A Personal Prayer in Lyrics
Lyrically, “175 Months” serves as a deeply personal prayer, a conversation between Dave and God that feels both public and private. Across three verses, he confesses his fears, sins, and spiritual fatigue, weaving scripture with street experience. Lines like "Most people, they got demons, I got angels that I fight" show how Dave flips traditional moral imagery to describe the burdens of fame and trauma. His honesty cuts through the beat like a sermon turned self-interrogation. This is not just confession for absolution, it is catharsis through confrontation, where every bar is a brick laid on the path toward understanding himself and his creator.
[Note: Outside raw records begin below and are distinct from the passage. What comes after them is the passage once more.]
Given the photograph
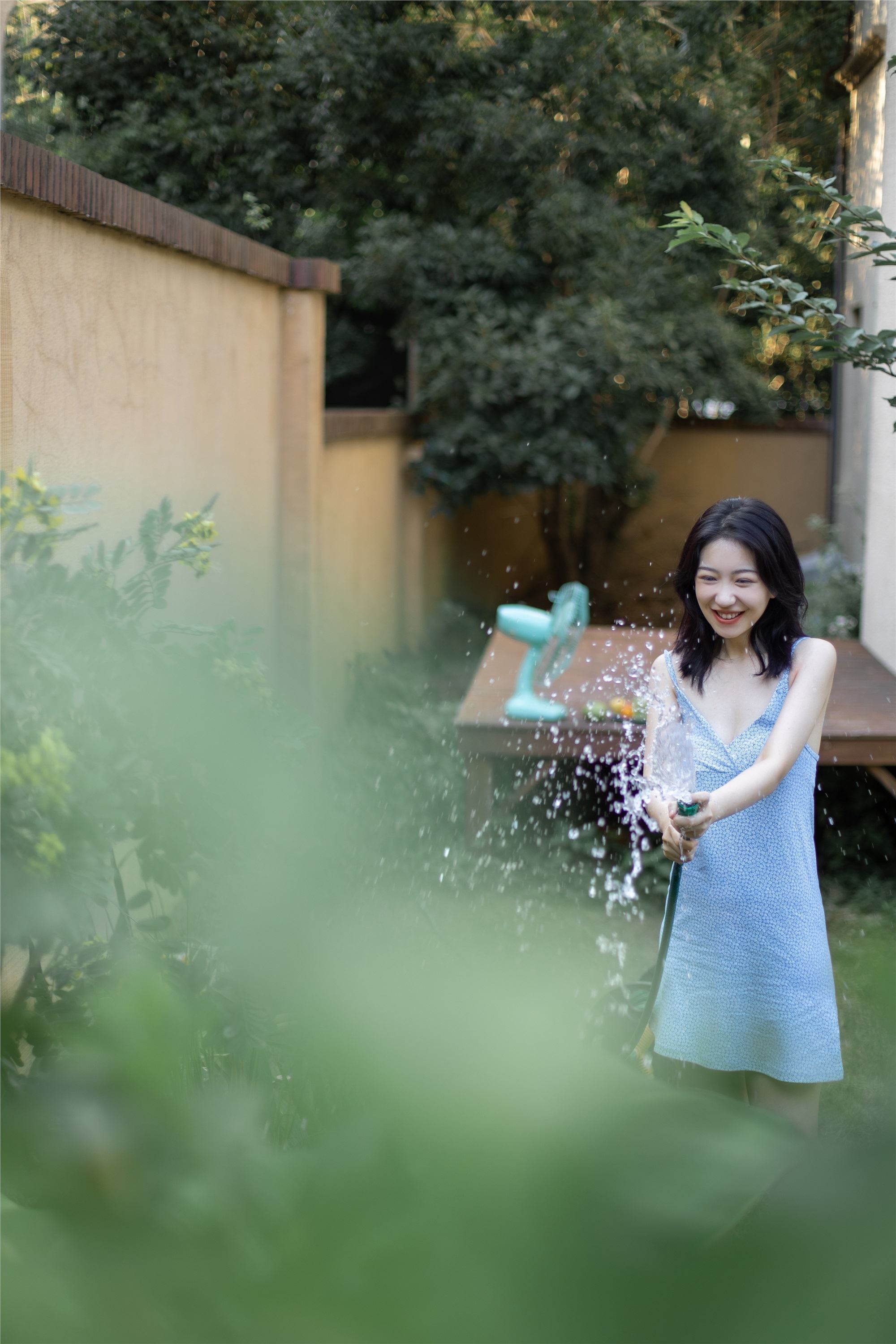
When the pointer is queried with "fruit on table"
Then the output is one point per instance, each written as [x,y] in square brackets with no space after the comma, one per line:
[618,707]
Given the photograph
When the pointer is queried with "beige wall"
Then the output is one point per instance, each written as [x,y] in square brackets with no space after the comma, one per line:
[866,486]
[382,551]
[359,554]
[497,547]
[151,373]
[148,373]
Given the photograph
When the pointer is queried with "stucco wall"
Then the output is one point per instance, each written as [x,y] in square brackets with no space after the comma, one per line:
[866,487]
[150,373]
[497,545]
[359,554]
[382,550]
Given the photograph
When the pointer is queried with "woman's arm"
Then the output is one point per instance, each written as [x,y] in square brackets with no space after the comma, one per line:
[804,707]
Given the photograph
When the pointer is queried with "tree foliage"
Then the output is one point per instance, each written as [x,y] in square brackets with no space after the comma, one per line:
[793,312]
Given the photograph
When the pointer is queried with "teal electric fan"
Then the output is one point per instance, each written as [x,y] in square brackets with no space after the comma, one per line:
[552,638]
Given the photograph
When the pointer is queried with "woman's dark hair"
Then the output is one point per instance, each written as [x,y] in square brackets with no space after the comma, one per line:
[765,534]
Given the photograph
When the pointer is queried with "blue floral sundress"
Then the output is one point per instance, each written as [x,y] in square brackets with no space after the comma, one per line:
[747,982]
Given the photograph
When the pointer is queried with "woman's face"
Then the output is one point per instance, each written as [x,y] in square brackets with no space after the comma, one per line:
[728,589]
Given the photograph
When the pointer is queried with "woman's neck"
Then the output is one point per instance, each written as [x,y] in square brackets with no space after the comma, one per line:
[737,650]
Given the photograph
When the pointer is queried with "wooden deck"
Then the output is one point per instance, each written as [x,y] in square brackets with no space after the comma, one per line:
[860,726]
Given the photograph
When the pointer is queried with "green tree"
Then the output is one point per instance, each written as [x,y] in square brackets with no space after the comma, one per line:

The Weight of Family and Loss
The emotional nucleus of the track lies in its title, "175 Months," the amount of time Dave’s older brother Christopher Omoregie has spent in prison since 2010. This grounding detail injects the song with raw reality and a familial ache that haunts every verse. When Dave reflects on grief, "Abdullah died at sixteen, and I still feel that same rage," the listener feels the weight of years compressed into seconds. It is a reminder that while success has elevated Dave materially, the pain of loss and separation remains untouched by time or fame. His voice trembles with conviction, as if each lyric were written in the blood of memory.
Turbulent Production
The production, handled by Dave himself, mirrors the song’s emotional turbulence. The gospel elements at the start and outro symbolize faith and divine connection, while the pounding bassline embodies human rage and earthly struggle. The instrumental builds and breaks like a storm, tense, unpredictable, cleansing. By the final chorus, when Dave pleads, "I’m just prayin’ that my purpose can justify my pain," the production strips back, leaving only his voice and echoes of a choir, as if even the instruments have bowed their heads in prayer.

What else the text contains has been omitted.